In a recent special report I wrote for Imaging Technology News (June 2007), I argued that a well-written RFP was still the best way to chose a replacement PACS. Today’s Radiology PACS is not a commodity, as many vendor’s would have you believe. And just because you have the experience of that first PACS behind you, the choice of the best PACS for the Health System is still tricky. Frankly, the PACS vendors have gotten very good at obfuscating the truth about their technology. They have become very good at word smithing, creating a dazzling array of acronyms and techno-speak to avoid answering the hard questions with the truth. Only a well-written RFP can break through all the marketing and sales blather and get to the truth about the features supported and their underlying technology.

Take DICOM conformity for example. If there is so much conformity to the standard in today’s PACS, as the vendors would have you believe, then why is it so difficult to exchange the complete set of study data between different PACS? Why is building a multi-PACS Enterprise Archive such a difficult undertaking?

In the ITC article, I have suggested 10 key issues that a PACS selection committee should understand completely if they are going to select a “good” PACS that will be the “best” fit to the radiology department.

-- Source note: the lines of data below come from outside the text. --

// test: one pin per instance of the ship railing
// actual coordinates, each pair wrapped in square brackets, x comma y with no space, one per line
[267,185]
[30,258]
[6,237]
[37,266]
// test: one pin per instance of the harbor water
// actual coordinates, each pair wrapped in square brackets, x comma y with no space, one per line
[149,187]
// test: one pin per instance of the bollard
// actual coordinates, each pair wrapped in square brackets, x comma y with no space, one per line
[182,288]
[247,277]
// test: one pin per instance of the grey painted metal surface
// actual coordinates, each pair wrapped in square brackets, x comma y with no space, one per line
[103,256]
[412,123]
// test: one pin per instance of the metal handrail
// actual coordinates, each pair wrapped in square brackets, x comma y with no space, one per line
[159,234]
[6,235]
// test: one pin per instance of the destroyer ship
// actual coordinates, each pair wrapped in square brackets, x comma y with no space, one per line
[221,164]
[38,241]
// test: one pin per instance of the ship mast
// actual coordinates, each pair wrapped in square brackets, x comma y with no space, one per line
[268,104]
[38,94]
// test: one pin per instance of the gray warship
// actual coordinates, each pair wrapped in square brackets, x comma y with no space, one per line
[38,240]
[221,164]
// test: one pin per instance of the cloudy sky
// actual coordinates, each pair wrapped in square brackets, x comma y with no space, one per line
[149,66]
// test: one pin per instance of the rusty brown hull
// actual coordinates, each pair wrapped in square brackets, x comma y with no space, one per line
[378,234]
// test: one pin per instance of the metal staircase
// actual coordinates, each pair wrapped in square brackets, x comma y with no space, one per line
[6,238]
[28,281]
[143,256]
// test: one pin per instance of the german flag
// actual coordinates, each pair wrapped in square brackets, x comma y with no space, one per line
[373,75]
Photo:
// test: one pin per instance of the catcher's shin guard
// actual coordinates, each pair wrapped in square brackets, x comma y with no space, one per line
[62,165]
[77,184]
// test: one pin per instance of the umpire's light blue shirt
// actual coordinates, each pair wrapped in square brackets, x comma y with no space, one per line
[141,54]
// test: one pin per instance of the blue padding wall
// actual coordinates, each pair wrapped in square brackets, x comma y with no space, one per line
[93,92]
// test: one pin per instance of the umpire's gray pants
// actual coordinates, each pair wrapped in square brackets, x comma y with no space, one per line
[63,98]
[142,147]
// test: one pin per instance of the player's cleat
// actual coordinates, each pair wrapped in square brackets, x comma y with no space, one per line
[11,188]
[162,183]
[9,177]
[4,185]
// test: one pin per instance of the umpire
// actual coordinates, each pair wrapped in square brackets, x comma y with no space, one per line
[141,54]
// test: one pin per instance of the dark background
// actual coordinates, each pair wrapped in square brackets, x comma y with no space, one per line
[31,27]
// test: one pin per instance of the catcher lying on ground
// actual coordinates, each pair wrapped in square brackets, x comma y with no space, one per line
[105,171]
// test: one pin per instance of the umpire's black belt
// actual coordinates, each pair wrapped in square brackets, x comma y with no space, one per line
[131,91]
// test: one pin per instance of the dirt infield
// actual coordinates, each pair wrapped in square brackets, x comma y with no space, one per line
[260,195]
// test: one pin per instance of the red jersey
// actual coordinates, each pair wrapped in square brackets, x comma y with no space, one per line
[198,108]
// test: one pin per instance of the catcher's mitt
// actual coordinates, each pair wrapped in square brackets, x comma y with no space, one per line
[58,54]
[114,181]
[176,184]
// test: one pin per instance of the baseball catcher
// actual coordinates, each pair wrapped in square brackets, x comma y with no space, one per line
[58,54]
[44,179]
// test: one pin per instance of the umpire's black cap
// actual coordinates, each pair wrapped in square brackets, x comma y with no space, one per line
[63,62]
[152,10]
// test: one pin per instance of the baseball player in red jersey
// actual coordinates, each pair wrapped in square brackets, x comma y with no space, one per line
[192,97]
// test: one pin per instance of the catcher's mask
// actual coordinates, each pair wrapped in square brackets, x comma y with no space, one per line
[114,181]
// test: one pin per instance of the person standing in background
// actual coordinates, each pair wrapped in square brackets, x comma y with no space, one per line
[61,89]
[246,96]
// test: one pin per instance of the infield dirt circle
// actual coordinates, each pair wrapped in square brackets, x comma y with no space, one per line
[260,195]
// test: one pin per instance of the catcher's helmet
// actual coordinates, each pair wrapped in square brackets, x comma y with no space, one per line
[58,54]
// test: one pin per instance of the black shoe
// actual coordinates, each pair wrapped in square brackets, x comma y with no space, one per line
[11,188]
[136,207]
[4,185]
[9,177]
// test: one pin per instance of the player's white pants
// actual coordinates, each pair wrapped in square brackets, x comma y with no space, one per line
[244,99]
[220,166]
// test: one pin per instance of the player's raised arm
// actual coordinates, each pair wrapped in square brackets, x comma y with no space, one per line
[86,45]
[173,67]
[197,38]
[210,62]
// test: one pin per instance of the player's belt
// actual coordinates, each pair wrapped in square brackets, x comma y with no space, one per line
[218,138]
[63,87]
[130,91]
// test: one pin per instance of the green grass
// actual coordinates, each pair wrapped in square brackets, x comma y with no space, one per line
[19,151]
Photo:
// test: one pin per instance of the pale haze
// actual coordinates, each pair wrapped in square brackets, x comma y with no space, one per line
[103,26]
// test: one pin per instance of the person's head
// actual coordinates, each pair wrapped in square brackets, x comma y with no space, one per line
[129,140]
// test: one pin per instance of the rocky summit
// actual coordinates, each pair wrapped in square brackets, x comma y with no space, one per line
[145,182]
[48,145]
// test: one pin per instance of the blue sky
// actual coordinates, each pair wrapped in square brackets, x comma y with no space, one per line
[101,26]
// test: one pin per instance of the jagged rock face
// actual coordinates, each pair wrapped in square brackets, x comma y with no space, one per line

If you insist on writing your own RFP, I offer three suggestions. Create a list of questions that focus on the issues, features and functions that are truly important. Think differentiation. Write the questions in such a way as to evoke responses that will differentiate products, not confirm the obvious. Lastly, think well-written. Write the RFP questions using concise and unambiguous wording, so the respondee cannot possible misinterpret. Better yet, provide your own multiple choice responses and instruct the vendor to pick the one that most closely resembles their response.

Today’s PACS may look straightforward from the radiologist’s perspective, but the devil is in the details. A well-written RFP is the only way to mine the truth.